I slammed my fists into the earth. “She’s nothing to you.”
But even as I said it, the words rang hollow.
Because I could feel her. The rhythm of her heart, the echo of her breath. When she moved, I knew. When she dreamed, I felt the edges of it — flashes of cold, fire, loss.
And tonight… confession.
She’d spoken her truth to someone — I didn’t know who, but I felt the weight lift, the pain shift. It tore through me like lightning, and for the first time in years, I couldn’t tell where she ended, and I began.

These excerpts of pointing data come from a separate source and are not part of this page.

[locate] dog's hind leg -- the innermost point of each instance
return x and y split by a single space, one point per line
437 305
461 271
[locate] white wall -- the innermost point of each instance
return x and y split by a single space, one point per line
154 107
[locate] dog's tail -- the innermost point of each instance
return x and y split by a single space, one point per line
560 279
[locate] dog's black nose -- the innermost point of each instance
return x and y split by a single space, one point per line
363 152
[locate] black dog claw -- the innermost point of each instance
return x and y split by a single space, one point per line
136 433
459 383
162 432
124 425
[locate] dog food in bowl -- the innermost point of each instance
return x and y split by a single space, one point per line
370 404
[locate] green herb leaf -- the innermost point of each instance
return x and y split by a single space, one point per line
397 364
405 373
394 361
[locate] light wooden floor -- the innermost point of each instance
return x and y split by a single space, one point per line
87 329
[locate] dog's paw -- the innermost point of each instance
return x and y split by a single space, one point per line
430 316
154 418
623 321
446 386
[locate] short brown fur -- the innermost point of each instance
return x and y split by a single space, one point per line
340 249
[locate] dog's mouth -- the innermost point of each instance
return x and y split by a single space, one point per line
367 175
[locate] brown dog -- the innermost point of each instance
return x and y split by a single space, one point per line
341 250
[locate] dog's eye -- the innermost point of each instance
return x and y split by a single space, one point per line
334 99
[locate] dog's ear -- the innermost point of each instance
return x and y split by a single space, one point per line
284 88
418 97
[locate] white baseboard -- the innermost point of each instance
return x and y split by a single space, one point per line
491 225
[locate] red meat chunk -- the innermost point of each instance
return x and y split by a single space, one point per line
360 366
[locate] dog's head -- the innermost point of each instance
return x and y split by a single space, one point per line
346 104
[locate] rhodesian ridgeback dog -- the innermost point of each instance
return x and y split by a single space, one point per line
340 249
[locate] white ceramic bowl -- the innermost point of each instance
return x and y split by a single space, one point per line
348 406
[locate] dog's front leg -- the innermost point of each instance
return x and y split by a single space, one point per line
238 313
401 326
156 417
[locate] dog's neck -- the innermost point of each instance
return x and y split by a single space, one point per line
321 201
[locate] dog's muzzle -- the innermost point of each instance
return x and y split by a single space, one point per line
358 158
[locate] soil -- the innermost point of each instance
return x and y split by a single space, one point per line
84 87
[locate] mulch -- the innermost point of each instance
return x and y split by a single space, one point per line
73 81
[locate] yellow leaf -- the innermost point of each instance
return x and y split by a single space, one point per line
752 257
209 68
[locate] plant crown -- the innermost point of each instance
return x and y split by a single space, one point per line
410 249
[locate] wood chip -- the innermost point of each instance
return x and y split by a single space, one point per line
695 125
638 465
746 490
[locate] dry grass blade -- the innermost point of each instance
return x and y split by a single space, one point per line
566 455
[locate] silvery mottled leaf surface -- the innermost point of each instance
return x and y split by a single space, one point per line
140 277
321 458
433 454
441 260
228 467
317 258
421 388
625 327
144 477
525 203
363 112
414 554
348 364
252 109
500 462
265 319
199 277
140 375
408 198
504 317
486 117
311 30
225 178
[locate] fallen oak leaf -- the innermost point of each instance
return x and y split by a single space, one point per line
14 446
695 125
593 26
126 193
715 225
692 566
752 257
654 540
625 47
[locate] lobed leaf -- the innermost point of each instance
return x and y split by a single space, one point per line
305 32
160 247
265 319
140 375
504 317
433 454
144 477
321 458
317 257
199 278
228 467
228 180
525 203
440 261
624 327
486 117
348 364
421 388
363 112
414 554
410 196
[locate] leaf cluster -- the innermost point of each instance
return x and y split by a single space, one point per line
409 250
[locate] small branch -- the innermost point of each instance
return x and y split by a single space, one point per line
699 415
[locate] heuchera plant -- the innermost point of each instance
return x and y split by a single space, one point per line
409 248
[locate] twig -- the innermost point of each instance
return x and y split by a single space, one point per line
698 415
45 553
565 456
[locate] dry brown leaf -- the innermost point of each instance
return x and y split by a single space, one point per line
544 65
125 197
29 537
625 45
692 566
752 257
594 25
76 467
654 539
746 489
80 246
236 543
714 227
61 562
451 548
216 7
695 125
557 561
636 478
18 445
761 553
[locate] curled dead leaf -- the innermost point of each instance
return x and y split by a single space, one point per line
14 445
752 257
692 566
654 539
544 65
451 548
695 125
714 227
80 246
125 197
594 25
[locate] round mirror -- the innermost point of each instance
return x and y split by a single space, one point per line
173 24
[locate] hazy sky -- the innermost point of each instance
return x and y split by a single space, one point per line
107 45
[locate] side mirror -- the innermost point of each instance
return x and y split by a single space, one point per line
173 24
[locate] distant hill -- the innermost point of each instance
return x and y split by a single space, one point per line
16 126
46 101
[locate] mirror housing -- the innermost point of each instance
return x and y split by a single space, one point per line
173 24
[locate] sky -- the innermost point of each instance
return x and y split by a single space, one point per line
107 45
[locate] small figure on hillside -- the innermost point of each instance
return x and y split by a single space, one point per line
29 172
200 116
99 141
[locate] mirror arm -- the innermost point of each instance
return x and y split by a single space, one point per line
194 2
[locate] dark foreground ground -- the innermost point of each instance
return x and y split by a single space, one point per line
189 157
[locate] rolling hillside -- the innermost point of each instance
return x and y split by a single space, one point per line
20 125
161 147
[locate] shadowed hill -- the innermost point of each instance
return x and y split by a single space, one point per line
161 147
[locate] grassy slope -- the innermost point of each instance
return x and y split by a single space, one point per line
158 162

________________________________________
I rose slowly, chest heaving, eyes burning silver.
Daren’s voice cut through the trees behind me. “Alpha! We need orders. You said no movement south—”
“That’s changed.”
He stopped short, scenting the air, uneasy. “What happened?”
I looked out toward the river — toward the border that separated what I’d done from what was coming.
“Someone’s crossed into our lands,” I said. “And this time, I’m not sending scouts.”
Daren frowned. “You’re going yourself?”
I turned, meeting his gaze. “If the past wants to haunt me, I’ll face it head-on.”
________________________________________
The wind shifted, carrying her scent again — faint, wild, defiant. It wrapped around me like a curse and a promise.
The wolf inside purred, low, and savage.
I let it.
Because no matter how much blood there was between us, I couldn’t fight the truth burning in my bones.
She was alive.
And the Moon wasn’t done with either of us yet.